Quando la Sicilia appartiene al mondo arabo, gli arabi economicamente introdussero un nuovo sistema dell’agricoltura, sostituendo la monocoltura del grano con la varietà delle coltivazioni da loro importate; riso, agrumi, cotone, canna da zucchero, palma dattilifera, grano duro, carrubbo, pistacchio, gelso, ortaggi, melanzane, spinaci, meloni, ecc. Erano maestri nello sfruttamento delle risorse idriche, sostituendo le coltivazioni con efficientissimi sistemi di irrigazione. Anche la Sicilia rienserita nella rete marittima di scambi commerciali, diviene il perno delle attività nel Mediterraneo ed assurge ad un ruolo dominante. Durante i 200 anni della loro dominazione essi portarono nell’isola la cultura, la poesia, le arti, le scienze orientali ed abbellirono il loro regno con i monumenti stupendi. Come affermava lo storico italiano, specializzato nello studio del Medioevo Antonio De Stefano:
«La cultura araba siciliana, sin dall’epoca degli emiri Kelbiti ( 948 ), aveva già raggiunto un prodigioso rigoglio. Erano fioriti gli studi di teologia e di giurisprudenza, di medicina, di astrologia e di meccanica, di grammatica, di filologia e di storia, ed era soprattutto fiorita la poesia. La maggior parte dei dotti e degli scienziati erano stati anche poeti»[4].

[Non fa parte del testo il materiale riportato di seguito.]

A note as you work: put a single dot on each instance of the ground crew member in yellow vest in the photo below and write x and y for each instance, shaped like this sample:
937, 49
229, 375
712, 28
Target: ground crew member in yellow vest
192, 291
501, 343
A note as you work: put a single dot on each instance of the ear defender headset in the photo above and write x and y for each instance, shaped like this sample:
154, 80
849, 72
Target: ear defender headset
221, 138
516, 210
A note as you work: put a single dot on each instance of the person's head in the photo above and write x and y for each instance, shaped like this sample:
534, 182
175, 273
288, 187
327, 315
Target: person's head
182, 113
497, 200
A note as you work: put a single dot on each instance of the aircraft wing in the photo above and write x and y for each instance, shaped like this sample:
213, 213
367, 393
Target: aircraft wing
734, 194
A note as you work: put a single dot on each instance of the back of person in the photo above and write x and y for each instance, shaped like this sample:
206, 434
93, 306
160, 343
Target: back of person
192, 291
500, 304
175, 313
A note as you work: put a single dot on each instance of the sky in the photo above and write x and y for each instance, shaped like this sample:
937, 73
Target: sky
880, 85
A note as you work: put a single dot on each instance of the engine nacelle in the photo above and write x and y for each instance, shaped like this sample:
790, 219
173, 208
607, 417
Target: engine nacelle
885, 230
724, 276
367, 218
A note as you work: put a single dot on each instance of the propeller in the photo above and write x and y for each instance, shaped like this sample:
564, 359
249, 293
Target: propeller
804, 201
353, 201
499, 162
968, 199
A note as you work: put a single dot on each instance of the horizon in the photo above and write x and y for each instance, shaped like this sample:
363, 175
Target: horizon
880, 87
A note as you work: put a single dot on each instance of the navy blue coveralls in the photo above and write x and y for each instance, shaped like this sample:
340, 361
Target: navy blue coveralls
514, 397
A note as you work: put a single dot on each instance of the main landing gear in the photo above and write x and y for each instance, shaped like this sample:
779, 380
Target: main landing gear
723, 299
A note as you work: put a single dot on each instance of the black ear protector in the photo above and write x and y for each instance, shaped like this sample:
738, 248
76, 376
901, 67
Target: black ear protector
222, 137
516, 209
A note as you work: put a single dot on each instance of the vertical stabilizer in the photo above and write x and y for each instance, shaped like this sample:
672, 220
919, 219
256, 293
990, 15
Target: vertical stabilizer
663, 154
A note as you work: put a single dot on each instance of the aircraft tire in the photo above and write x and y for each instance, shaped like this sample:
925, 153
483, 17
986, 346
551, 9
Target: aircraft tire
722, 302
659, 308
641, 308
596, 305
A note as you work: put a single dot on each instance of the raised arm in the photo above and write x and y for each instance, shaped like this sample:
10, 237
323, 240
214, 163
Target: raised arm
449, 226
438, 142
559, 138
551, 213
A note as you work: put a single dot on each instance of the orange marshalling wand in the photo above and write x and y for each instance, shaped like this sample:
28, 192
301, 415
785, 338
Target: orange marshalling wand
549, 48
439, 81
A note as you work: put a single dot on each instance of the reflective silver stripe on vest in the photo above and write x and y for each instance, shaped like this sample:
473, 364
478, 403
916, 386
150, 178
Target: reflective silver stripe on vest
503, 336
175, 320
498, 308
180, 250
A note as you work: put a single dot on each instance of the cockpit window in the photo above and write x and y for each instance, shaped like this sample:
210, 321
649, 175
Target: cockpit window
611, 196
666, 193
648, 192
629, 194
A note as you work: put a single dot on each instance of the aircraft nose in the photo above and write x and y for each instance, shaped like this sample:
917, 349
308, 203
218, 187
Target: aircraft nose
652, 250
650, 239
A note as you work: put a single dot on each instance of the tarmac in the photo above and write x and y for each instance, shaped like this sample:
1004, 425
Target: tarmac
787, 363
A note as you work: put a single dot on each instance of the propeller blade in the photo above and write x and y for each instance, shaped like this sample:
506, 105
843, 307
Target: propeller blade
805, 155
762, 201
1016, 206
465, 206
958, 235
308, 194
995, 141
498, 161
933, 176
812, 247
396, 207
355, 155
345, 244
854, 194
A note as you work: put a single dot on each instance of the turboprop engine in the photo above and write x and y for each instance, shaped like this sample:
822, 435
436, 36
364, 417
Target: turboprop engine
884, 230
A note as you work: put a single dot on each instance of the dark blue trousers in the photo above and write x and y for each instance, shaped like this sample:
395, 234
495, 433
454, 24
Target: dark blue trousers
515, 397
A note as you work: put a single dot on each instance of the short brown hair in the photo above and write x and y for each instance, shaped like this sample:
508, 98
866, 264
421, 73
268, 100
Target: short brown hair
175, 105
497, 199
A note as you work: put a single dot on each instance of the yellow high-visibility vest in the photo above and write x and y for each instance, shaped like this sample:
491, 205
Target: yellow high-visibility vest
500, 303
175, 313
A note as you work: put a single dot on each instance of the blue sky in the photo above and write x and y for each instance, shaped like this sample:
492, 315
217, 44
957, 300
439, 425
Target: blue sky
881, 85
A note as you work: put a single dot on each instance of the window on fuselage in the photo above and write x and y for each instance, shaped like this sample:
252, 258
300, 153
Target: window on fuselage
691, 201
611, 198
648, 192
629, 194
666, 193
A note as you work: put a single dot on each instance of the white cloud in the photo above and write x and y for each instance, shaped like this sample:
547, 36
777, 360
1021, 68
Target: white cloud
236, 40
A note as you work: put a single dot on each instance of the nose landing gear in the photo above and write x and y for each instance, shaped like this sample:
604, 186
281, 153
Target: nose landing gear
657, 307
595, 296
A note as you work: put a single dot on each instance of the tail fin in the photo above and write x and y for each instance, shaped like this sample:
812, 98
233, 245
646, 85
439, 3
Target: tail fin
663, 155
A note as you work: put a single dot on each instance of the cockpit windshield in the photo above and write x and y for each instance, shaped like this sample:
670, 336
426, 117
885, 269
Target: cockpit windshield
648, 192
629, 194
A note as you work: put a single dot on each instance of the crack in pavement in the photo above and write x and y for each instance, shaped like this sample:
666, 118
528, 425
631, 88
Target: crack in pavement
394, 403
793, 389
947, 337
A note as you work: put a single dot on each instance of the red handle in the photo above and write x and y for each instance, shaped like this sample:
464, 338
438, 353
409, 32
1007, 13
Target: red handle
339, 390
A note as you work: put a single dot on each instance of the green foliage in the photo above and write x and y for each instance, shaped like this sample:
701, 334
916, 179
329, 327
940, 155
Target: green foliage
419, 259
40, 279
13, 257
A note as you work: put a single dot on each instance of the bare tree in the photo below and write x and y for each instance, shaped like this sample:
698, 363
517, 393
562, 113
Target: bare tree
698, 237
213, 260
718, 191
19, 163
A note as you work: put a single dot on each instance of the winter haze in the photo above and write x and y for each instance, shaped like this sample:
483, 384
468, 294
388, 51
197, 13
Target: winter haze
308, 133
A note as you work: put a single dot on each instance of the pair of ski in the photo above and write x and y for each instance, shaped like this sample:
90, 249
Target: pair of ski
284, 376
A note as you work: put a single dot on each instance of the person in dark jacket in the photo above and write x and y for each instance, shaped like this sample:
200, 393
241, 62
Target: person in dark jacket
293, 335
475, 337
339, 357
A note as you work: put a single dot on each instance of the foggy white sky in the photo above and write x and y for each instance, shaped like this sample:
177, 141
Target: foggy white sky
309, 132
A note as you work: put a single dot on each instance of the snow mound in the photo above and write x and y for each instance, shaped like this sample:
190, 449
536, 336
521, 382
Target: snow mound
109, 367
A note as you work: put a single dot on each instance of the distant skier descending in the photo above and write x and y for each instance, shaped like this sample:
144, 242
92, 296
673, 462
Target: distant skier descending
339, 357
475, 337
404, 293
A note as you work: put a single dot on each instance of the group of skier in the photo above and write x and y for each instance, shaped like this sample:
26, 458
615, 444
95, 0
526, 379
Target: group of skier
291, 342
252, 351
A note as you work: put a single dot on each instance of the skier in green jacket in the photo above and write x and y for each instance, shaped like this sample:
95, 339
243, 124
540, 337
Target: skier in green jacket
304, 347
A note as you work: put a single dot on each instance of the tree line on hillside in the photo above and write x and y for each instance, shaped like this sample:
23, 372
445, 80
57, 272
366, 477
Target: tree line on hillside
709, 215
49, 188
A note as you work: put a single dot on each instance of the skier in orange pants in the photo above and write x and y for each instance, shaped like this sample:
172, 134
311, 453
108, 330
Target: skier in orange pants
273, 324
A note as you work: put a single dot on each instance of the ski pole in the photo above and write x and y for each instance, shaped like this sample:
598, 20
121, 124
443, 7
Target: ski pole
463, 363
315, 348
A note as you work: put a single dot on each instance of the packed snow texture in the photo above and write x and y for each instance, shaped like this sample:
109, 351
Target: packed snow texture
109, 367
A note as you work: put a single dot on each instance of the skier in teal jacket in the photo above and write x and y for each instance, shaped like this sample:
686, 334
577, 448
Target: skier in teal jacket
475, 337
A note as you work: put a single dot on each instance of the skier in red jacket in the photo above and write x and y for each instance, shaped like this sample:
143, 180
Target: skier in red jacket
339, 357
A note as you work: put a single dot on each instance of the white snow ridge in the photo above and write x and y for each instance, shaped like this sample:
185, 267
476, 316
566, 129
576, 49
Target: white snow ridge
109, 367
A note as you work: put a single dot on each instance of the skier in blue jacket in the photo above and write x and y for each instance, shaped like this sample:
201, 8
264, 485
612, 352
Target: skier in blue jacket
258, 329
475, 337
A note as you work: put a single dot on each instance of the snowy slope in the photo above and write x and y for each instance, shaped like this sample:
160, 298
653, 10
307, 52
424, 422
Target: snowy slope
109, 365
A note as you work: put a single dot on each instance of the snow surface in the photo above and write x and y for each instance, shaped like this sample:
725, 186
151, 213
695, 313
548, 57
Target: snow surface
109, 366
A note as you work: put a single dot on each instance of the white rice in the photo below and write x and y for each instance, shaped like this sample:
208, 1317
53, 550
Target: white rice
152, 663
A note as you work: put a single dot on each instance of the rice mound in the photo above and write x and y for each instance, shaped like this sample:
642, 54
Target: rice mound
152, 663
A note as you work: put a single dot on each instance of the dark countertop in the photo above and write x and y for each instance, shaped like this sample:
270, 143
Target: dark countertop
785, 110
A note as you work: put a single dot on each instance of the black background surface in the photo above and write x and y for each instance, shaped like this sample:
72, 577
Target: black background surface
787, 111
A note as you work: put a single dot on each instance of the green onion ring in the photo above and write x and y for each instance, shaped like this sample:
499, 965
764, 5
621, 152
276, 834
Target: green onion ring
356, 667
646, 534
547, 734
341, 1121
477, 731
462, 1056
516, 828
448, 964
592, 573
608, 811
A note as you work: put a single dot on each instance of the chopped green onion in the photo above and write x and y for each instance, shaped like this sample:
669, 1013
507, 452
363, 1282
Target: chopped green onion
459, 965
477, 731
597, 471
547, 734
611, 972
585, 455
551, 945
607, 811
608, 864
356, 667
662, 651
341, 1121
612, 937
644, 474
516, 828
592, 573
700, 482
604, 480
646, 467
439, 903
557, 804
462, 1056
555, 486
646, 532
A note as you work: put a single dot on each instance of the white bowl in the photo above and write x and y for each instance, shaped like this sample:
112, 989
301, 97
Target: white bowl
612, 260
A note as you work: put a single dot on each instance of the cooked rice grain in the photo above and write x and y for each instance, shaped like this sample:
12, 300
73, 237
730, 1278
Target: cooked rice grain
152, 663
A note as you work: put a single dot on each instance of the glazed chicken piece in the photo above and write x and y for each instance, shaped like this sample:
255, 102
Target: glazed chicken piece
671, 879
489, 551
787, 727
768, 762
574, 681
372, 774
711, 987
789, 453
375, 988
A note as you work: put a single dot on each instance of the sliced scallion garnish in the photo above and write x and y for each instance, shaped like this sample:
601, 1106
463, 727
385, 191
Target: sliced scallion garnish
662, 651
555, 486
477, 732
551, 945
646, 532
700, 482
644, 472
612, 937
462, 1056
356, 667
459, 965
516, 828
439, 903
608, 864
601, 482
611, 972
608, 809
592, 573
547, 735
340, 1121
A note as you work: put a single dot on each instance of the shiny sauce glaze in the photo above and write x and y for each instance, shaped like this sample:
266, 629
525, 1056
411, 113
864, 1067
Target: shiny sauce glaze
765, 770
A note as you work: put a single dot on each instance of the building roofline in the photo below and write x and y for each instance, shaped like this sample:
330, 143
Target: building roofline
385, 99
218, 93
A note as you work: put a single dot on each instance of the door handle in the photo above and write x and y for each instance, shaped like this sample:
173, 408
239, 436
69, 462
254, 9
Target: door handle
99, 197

La dominazione araba in Sicilia è solamente riconosciuta come tollerante perché le istituzioni isolane furono conservate ed i cristiani ebbero la facoltà di vivere secondo il proprio credo religioso e con gli stessi diritti di proprietà di cui godevano i musulmani. Pagavano più imposte e non potevano costruire nuove chiese, non potevano nemmeno suonare le campane delle chiese, o fare processioni, o leggere la bibbia, nelle vicinanze di un musulmano, ma nel complesso i nuovi dominatori erano aperti e tolleranti nei confronti della popolazione siciliana, di fede diversa. In ogni caso, non forzarono mai le cose al fine di far convertire all’islàm la popolazione siciliana.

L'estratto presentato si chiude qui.